In recent years, however, the Discovery Gardens has taken on new life through two of its most popular programs. One is the Butterfly House, a glass, multistory wing housing an indoor rain forest that's home to exotic butterfly species. The other is the horticulture department that was run by Johnson. Under Johnson's hand, the Discovery Gardens, the first public garden in Texas certified 100 percent organic by the Texas Organic Research Center, has flourished.
The Discovery Gardens sits on 7.5 acres of city land, in a city-owned building where the city pays for all utilities and maintenance, in addition to providing an annual cash subsidy of $100,000, straight from city taxpayers.
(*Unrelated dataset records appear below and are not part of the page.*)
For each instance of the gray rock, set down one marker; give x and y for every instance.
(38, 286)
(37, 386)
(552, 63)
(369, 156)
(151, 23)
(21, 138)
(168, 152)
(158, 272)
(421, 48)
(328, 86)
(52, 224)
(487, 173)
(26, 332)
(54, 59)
Why don't you have a clubhouse like that?
Johnson's programs, in addition to being a major source of revenue, were helping move the gardens out from the aura of fancy hats and hired gardeners with name-badge work shirts and into the burgeoning arena of organics and native plants attractive to a younger demographic. He joined the staff in 2007.
Bryant, a business teacher and entrepreneur, joined as executive director last year with a promise to double sales, grants, membership and attendance. She gave me copies of spreadsheets to show that she had done all of those things within a few months of arrival.
But she found problems. She also provided me with correspondence in which she argued with two board members about their effectively running departments of the institution as if the board members were management. Some of that activity involved purchasing and other financial operations. You know — moolah.
I discussed some of this several weeks ago with Janet K. Smith, who was chairperson of the board of directors at the time. She has since resigned, and so I re-discussed it last week with Michael Bosco, the new chairman. Both of them said more or less the same thing: Give us a break, we're a small volunteer entity. You don't turn people down if they're willing to help for free.
Smith said of one of the directors running a department, "He has given hundreds and thousands of hours to the Discovery Gardens in a wonderful way." She said he got involved in helping run things when he was just a member, before he ever went on the board. "The fact that he's a board member now is not even connected."